SCIAF is the official aid and international development charity of the Catholic Church in Scotland. They work in over 16 countries across Asia, Africa and Latin America, helping some of the poorest people in the world, regardless of religion, to work their way out of poverty.
The annual ‘WEE BOX’ Lent appeal plays on the famous Scottish word ‘wee’ that means ‘small’. It encourages the people of Scotland to give their change to the charity. Boxes are placed in parishes, offices, schools, and even homes; and then the contributions are collected by the Church in Holy Week, and the first week of the Easter season.
Bishop Joseph Toal of the Diocese of Motherwell is the Bishop-President of SCIAF. He joined other archbishops and bishops in Scotland in urging people to support such a worthy cause: “SCIAF’s work is a great example of how we can all help people in some of the poorest countries in the world to improve their lives.”

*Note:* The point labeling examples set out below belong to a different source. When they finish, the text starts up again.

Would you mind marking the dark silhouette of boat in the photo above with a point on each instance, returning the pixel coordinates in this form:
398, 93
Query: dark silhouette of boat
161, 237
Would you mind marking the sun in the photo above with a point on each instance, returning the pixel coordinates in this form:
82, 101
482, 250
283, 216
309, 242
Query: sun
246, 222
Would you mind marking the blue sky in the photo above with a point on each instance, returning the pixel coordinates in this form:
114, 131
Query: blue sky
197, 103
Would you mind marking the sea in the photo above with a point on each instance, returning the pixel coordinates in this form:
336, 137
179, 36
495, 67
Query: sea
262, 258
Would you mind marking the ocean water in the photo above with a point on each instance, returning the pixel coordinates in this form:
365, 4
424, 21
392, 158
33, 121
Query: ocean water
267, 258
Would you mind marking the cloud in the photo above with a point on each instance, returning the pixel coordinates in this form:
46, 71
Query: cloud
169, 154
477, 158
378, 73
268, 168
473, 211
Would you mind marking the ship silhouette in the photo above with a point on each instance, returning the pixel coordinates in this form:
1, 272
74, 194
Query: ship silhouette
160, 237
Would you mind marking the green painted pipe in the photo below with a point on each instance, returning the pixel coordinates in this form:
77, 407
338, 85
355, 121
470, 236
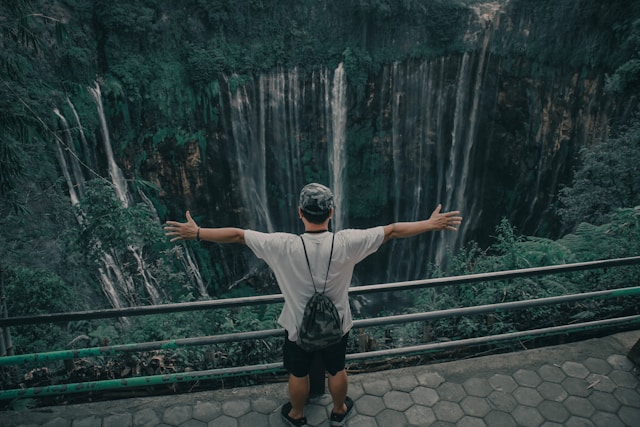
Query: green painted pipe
123, 383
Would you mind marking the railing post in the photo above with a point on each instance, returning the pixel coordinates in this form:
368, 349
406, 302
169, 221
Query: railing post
6, 346
316, 377
634, 353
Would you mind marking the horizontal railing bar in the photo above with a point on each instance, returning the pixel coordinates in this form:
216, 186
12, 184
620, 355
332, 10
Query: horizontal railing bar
491, 308
491, 339
360, 323
496, 275
137, 347
214, 374
127, 383
278, 298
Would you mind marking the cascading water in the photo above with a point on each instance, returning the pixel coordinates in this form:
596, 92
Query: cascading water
117, 178
338, 144
269, 143
117, 284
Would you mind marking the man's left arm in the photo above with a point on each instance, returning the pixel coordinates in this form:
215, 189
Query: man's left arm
437, 221
191, 231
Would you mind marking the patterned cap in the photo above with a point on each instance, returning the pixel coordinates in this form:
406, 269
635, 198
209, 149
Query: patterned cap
316, 199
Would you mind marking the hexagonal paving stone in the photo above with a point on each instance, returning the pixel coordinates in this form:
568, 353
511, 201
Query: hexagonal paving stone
359, 420
264, 405
597, 366
577, 387
620, 361
624, 378
527, 378
504, 383
378, 387
117, 420
398, 400
316, 413
448, 411
253, 419
146, 416
551, 373
420, 415
404, 382
206, 411
499, 418
177, 415
389, 417
475, 406
477, 387
575, 370
225, 421
601, 382
527, 396
450, 391
425, 396
369, 405
430, 379
579, 406
551, 391
193, 423
604, 401
527, 416
553, 411
502, 401
575, 421
629, 416
604, 419
628, 397
471, 422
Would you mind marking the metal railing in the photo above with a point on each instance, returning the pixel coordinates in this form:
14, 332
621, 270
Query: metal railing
317, 380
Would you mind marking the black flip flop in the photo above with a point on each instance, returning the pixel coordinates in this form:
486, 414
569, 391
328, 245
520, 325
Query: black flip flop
300, 422
338, 420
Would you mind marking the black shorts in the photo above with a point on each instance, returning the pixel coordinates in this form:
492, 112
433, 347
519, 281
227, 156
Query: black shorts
298, 362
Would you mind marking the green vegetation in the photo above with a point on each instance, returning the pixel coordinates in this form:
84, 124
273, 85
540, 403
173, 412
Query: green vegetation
162, 66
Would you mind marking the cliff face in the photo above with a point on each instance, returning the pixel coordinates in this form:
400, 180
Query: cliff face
492, 130
480, 106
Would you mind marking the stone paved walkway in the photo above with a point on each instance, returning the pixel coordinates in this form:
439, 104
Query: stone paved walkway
591, 383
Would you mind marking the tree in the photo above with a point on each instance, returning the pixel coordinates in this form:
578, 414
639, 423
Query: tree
606, 180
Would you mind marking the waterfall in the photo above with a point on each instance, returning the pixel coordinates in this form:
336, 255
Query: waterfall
250, 156
269, 143
338, 145
89, 156
60, 154
117, 284
117, 178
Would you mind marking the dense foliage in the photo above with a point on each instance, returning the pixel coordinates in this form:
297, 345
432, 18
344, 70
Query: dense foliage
159, 64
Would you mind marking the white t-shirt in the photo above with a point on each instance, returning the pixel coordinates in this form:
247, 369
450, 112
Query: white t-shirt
284, 254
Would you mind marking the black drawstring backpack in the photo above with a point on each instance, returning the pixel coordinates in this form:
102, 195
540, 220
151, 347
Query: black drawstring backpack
321, 325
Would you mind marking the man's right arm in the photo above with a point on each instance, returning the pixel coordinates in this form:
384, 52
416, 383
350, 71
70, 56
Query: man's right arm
191, 231
437, 221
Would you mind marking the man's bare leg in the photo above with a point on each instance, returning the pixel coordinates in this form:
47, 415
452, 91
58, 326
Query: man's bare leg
298, 394
338, 385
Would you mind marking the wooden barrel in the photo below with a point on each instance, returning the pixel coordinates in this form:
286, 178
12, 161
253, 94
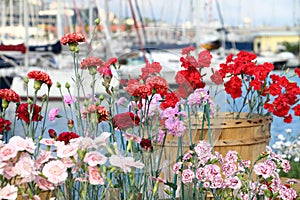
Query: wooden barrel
249, 137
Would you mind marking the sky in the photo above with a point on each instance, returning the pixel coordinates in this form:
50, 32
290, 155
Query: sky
276, 13
234, 12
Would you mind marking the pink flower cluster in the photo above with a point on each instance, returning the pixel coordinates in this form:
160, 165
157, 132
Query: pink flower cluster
80, 160
232, 175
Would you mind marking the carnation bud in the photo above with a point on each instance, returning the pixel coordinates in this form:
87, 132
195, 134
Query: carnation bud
67, 85
4, 103
77, 49
26, 80
72, 47
70, 124
101, 97
92, 70
58, 85
44, 97
97, 21
37, 84
155, 187
52, 133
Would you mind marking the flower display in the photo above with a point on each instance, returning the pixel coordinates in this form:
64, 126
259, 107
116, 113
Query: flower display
259, 90
29, 113
118, 141
230, 176
40, 76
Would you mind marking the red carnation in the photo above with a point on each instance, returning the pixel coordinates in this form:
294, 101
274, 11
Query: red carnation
204, 58
22, 112
187, 50
66, 137
72, 38
125, 120
297, 110
9, 95
288, 119
40, 76
216, 78
234, 87
91, 62
4, 125
297, 71
103, 114
159, 84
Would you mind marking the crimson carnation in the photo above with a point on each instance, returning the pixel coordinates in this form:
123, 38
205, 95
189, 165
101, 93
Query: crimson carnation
66, 137
297, 110
234, 87
40, 76
133, 87
216, 78
170, 100
103, 114
189, 79
150, 68
187, 50
204, 58
22, 112
188, 61
105, 71
9, 95
91, 62
297, 71
125, 120
4, 125
72, 38
159, 84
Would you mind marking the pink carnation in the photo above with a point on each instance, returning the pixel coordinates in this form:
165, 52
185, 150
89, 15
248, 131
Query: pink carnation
94, 158
187, 176
55, 171
9, 192
94, 176
53, 113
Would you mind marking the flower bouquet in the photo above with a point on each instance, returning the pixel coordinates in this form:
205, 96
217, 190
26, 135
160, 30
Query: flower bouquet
113, 143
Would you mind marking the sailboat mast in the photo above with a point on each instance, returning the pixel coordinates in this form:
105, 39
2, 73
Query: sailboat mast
25, 13
3, 14
137, 31
11, 13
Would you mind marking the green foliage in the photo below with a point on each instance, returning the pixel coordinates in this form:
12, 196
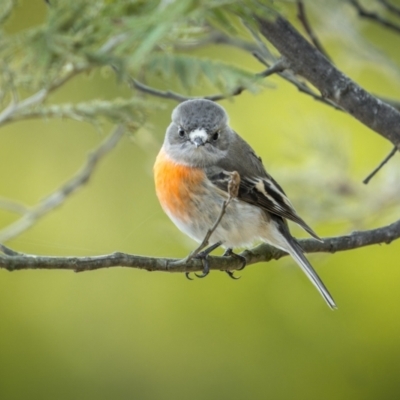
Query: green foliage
137, 39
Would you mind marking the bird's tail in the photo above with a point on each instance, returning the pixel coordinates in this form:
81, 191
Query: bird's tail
296, 252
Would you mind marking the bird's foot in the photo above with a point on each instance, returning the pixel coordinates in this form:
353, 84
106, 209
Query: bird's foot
229, 253
203, 256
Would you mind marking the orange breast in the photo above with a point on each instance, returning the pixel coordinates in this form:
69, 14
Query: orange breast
176, 184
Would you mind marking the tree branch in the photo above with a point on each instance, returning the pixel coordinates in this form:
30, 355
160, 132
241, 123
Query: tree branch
308, 62
373, 16
302, 16
13, 261
58, 197
391, 7
279, 66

Every year, the WEE BOX appeal tells a story about a particular project in which SCIAF is involved. This year, the appeal focuses on the work being done in Zambia, where the challenges of hunger and poverty are made worse by climate change. SCIAF is helping people to overcome these challenges by helping the people of Zambia to grow the food they need, improve soil and harvests, and ultimately build themselves a more secure future.
Reflecting on the important work being carried out in Zambia, Bishop Toal said: “Something as simple as putting your spare change in your WEE BOX this Lent means families in countries like Zambia will get help to grow enough food to eat, earn an income and have hope for a better future.”
Not all of the money goes into the project in Zambia, though. SCIAF is dedicated to raising vital funds so that they can help families affected by hunger, poverty, war and natural disasters around the world. In light of the famine that was recently declared in South Sudan, they have been helping communities in the region with emergency aid including water, food and shelter.
If farming, peacebuilding and emergency work are key themes for SCIAF, then another is education, which they see as something that will help people lift themselves out of poverty. Many of the poorest children around the world are denied a sufficient education. Thus, the cycle of poverty continues. The Fund sets up skills training courses so that people of all ages can earn an income.
Although the charity is an official charity of the Catholic Church in Scotland, it works with people of all faiths to offer help where the need is greatest.